I find myself wondering, too, “Does this count?” Does it count that Ed and I are part of the wider community of our friends, but not in their covenant community? I start counting the characteristics. How many times did we interact this week? Is three enough?
Does my little writer’s group count?
Does our brunch club, full of deep conversations and lofty, intellectual ones, full of prayer and laughter and tears, that meets once a month at most, count?
Does it count when we have lunch with a few specific people from church week after week, growing in friendship?
Does it count when it’s just small talk?
Do the individuals I keep in touch with well, but who don’t live near me or share the same friends, count?
Count for what? Count for whom?
What I seem to want is to be known and loved by great friends who share the deep things in life as well as news and memes, who play board games together and drive each other to the airport, and know my fears and thoughts and like me anyway. And I want to walk out biblical love and learn to do that well.
Mostly, I have what I say I want. It’s not a neat group of the same people like in Friends or, I don’t know, the Sailor Scouts in Sailor Moon, but my giant Venn diagram of people seems like community.
Is it intentional community? If we’re intentional toward each other, but did not intentionally form a specific community, does it count?
This is probably less intentional community, and more unintentional community from people who love deeply and try to live biblically.
For today, it’s enough for me. I am growing in love and wisdom, and seeing how I have grown over the last decade.
I wonder what God is planning for us now.
If you’re reading this and you’re not Christian, I imagine you might be thinking about how these things can apply to you. Just take out the Bible and the idea that there’s a Holy Spirit to help you, and you can make it work as humans, right? Just be honest, loving, committed, forgiving.
Nothing about loving vulnerably makes sense without the good God who takes care of you when humans fail, or who made humans worthy of care, and worthy to know, in the first place. From God through Christ comes all the grace and love and truth and power needed to function well with others long term.
And this is true for everything else. So if you don’t know Christ and you would like to, or are interested and have questions, or maybe just want a debate, reply to this email. That’s a great use of digital connection.
If someday I have thousands of subscribers, I might not be able to make the same offer, but there’s like four people I don’t know yet who are receiving this email so I’m not worried this month.
And if you don’t want the awkward conversation, or if you’re reading this as an archive instead of an email, you can start with John Piper’s message, “What Must I Believe to Be Saved?”
If you’ve recently decided to follow Jesus but don’t have any idea what the next step is, I think I can recommend Dr. James Emery White’s book, After “I Believe”. I have NOT read it myself, but I’ve been following his blog for years and I find him to be solid, compassionate, a good communicator, and rather thorough about biblical truth.

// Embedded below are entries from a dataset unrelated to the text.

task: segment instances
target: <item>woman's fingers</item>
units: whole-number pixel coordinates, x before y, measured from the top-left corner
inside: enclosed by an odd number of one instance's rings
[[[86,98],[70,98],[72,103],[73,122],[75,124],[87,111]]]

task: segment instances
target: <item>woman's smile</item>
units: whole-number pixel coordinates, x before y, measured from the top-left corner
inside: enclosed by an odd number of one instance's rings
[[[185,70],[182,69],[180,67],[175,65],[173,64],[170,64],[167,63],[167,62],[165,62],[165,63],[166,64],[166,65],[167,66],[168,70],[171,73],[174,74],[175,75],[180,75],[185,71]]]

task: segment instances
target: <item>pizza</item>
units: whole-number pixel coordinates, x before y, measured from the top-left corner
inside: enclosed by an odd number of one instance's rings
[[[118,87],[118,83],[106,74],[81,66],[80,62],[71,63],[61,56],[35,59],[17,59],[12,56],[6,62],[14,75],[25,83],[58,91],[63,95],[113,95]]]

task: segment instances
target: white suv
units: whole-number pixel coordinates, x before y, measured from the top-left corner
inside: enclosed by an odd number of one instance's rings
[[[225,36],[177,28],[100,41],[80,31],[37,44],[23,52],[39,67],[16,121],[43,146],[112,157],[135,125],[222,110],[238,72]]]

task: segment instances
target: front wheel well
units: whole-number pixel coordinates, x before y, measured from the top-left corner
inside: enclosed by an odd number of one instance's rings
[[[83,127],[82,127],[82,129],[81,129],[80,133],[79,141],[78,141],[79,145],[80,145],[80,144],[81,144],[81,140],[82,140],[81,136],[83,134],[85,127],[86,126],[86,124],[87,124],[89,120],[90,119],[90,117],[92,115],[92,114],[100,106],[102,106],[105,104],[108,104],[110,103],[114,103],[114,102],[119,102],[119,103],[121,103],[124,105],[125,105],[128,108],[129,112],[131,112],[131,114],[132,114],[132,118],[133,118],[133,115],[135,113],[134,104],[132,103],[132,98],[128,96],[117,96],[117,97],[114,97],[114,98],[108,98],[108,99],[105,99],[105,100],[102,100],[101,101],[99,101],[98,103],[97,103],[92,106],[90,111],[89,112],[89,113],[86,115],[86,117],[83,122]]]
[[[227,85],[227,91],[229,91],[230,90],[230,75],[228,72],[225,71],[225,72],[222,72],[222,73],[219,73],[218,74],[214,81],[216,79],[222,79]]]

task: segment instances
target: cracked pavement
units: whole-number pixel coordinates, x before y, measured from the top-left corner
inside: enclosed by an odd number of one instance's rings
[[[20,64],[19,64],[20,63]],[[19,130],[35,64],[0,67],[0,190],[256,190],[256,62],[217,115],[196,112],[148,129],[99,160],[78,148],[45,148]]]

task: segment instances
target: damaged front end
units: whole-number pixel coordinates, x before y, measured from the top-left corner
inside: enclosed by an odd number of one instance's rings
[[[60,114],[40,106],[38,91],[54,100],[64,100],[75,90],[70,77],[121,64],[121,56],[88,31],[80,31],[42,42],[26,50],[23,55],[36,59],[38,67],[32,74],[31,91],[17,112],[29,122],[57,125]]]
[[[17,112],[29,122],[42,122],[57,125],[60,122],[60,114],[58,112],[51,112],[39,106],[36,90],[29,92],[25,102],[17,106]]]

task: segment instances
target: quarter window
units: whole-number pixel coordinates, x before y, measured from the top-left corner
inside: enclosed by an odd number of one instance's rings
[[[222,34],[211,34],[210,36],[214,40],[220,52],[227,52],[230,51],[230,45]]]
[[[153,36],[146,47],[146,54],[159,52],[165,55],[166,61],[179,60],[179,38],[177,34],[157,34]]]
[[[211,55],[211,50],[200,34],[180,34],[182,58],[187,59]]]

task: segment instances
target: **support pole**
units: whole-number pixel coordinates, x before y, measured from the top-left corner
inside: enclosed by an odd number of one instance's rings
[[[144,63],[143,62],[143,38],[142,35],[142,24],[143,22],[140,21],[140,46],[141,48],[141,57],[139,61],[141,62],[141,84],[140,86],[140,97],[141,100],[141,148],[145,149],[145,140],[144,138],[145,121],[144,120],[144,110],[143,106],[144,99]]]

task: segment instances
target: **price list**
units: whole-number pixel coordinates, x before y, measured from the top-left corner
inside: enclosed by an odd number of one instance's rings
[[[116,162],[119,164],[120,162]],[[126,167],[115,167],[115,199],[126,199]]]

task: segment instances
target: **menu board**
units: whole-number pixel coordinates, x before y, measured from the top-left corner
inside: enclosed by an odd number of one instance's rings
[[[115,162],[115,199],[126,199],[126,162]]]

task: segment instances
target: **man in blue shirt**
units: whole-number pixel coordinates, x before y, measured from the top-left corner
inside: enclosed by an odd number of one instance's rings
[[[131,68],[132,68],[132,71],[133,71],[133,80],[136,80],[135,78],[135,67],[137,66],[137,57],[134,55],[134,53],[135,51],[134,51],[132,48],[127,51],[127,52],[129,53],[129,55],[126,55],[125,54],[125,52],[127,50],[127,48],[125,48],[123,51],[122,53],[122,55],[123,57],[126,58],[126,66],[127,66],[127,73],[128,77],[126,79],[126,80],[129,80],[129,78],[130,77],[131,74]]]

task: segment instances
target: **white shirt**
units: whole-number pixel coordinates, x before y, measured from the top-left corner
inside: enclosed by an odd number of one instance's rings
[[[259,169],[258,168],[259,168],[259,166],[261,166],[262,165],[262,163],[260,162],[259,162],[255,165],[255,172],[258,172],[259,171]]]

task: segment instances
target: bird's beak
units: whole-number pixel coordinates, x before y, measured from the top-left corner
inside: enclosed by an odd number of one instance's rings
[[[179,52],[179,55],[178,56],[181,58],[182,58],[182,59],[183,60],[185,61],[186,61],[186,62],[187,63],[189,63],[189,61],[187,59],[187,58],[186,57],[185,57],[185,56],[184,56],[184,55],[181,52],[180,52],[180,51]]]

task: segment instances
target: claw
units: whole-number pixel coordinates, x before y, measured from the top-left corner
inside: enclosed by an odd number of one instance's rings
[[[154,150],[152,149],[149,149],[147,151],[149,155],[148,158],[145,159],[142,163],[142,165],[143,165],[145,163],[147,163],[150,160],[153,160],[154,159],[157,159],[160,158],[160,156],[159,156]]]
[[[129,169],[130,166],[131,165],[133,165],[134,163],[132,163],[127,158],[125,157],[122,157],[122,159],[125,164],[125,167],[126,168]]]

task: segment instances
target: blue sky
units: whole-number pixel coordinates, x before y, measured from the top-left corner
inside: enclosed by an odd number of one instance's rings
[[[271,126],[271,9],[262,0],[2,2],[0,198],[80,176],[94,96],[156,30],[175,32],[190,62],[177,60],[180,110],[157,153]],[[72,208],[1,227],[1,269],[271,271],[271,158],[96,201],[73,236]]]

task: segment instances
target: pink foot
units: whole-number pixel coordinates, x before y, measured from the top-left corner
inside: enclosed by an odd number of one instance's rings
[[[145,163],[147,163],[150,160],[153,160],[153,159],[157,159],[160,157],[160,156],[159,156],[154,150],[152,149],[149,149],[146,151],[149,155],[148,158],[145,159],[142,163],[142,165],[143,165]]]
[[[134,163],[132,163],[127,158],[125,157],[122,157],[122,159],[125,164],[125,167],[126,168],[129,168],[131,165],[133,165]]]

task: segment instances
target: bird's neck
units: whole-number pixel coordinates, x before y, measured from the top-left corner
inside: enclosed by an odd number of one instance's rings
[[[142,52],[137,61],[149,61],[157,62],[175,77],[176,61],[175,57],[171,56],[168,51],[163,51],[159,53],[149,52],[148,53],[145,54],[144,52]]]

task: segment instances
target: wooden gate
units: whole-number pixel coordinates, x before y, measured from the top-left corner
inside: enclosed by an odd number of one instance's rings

If you don’t know how to find a church, I don’t really know how to help you find one from here, but Dr. White is senior pastor at Mecklenburg Community Church in Charlotte, NC, and they have a full online campus with services on Sundays and Tuesdays. You might begin there for now, as you also seek embodied community at a good church where you are.
Writing Updates
This week I’ve been focused on this letter, and this month I’ve been doing good work on my novel when I can, but I’ve also had more migraines and headaches, which have slowed me down considerably. I don’t know if it’s related to spending more time in front of my computer or if I’m stressing out too much over other things. My honest writing update is probably: one step forward, one back. Maybe two forward.
I hope you found this letter lovely or helpful, and I plan to write the next one in about a month.
Random
Why do some people use “how are you?” as a greeting? Like, while walking past me, so I can’t reply at all. Is this a regional thing? Is this the natural consequence of the “how are you-fine-how are you-good” non-conversation we all partake in? What is the point? I’m baffled.